Kosta blinked. There had been an unexpected intensity in her tone. "That would bother you?"
For that first split second she actually looked flustered. It was, in Kosta's experience, a new look for her. "Of course it would," Hanan jumped smoothly into the gap. "It would bother all of us. You're our friend."
"He won't have to go, will he?" Ornina asked anxiously. "Please?"
"I don't think it will be necessary," Forsythe said. "The Komitadji should deliver the message clearly enough without Mr. Kosta's assistance."
"A recorded message from you might be useful, though," Pirbazari suggested. "Especially if they interpret it as you being turned to our side by the angels. It might discourage them from sending in more spies."
Kosta nodded. "No problem."
Hanan chuckled. "There's a potful of soul-searching for you," he commented. "Angels make people good; and now they've turned Jereko against the Pax. Wonder what the Adjutors will make of that?"
"You know what they say," Ornina reminded him. "The love of money is the root of all evil."
"That is what they say." Hanan leaned forward a little to look at Kosta. "So is that what angels do, Jereko? Take away the love of money?"
"Well..." Kosta paused, wondering if he should be talking about this now. But if not now, when?
"Actually, I think they work one layer beneath that."
"You sound like you know something the rest of us don't," Forsythe said, eyeing him closely.
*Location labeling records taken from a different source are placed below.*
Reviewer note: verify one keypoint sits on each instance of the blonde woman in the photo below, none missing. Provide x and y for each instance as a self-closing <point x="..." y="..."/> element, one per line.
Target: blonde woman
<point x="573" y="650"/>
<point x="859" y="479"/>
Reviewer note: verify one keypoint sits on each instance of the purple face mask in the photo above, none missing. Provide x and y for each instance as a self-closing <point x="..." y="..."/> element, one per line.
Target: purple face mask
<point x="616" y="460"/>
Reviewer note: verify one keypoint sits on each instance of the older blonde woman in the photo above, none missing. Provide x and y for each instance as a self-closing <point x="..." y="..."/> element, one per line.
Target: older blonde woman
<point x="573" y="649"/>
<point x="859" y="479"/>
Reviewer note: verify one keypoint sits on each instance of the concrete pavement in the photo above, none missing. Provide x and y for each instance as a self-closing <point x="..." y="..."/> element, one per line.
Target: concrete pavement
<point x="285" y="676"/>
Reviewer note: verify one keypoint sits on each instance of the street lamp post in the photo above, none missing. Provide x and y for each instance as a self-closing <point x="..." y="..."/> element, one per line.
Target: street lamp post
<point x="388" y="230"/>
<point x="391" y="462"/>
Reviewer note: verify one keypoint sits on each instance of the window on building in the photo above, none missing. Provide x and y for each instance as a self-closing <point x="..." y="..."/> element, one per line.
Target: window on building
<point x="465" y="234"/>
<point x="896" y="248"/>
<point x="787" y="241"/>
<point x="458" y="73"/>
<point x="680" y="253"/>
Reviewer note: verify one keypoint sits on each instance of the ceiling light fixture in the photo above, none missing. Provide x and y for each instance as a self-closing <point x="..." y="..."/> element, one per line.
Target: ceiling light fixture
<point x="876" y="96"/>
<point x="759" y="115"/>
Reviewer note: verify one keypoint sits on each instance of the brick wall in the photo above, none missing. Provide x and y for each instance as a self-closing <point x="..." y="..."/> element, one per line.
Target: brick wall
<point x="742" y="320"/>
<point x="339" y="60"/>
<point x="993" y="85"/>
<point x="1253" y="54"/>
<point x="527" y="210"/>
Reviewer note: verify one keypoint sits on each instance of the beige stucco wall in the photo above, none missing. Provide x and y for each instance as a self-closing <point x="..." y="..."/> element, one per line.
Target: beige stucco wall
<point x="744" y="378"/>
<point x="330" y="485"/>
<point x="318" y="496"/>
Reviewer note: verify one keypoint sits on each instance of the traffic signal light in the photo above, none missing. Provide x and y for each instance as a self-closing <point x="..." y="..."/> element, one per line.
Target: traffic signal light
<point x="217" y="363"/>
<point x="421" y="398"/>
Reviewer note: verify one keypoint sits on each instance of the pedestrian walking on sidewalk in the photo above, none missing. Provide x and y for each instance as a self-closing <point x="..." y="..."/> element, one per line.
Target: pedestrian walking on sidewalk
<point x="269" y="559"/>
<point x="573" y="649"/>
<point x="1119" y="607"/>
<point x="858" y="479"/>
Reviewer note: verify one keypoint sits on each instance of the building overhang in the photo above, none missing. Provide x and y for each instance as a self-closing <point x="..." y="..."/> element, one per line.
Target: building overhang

"I have a theory," Kosta said. "Not about what the angels are, exactly, but about what they do to people."
"I thought they made you be good," Chandris said, sounding puzzled.
"They don't make you do anything," Kosta told her. "All they do is let you be good. What I mean is that they help you turn your attention outward, toward other people, by suppressing the major factor that drives human selfishness and self-centered attitudes."
"What's that, the love of money?" Hanan suggested.
"Or basic corrupt human nature?" Pirbazari added cynically.
Kosta shook his head. "Fear."
There was a brief silence around the table. "Fear," Forsythe said, his voice flat.
"But there isn't anything evil about fear, Jereko," Ornina protested, sounding confused.
"I didn't say it was evil," Kosta said. "I said it tends to focus a person's attention inward and pushes away consideration of others. It tends to make you selfish; and selfishness, carried too far, is what drives most of what we consider anti-social and criminal behavior."
"Are we talking about the same thing here?" Forsythe asked, frowning. "Fear is a perfectly normal part of the survival instinct."
"Right, but I'm not talking about the kind of immediate danger that sends adrenaline pumping into your blood," Kosta said. "I don't think the angels do anything to affect that kind of physical response."
"So what are you talking about?" Forsythe asked.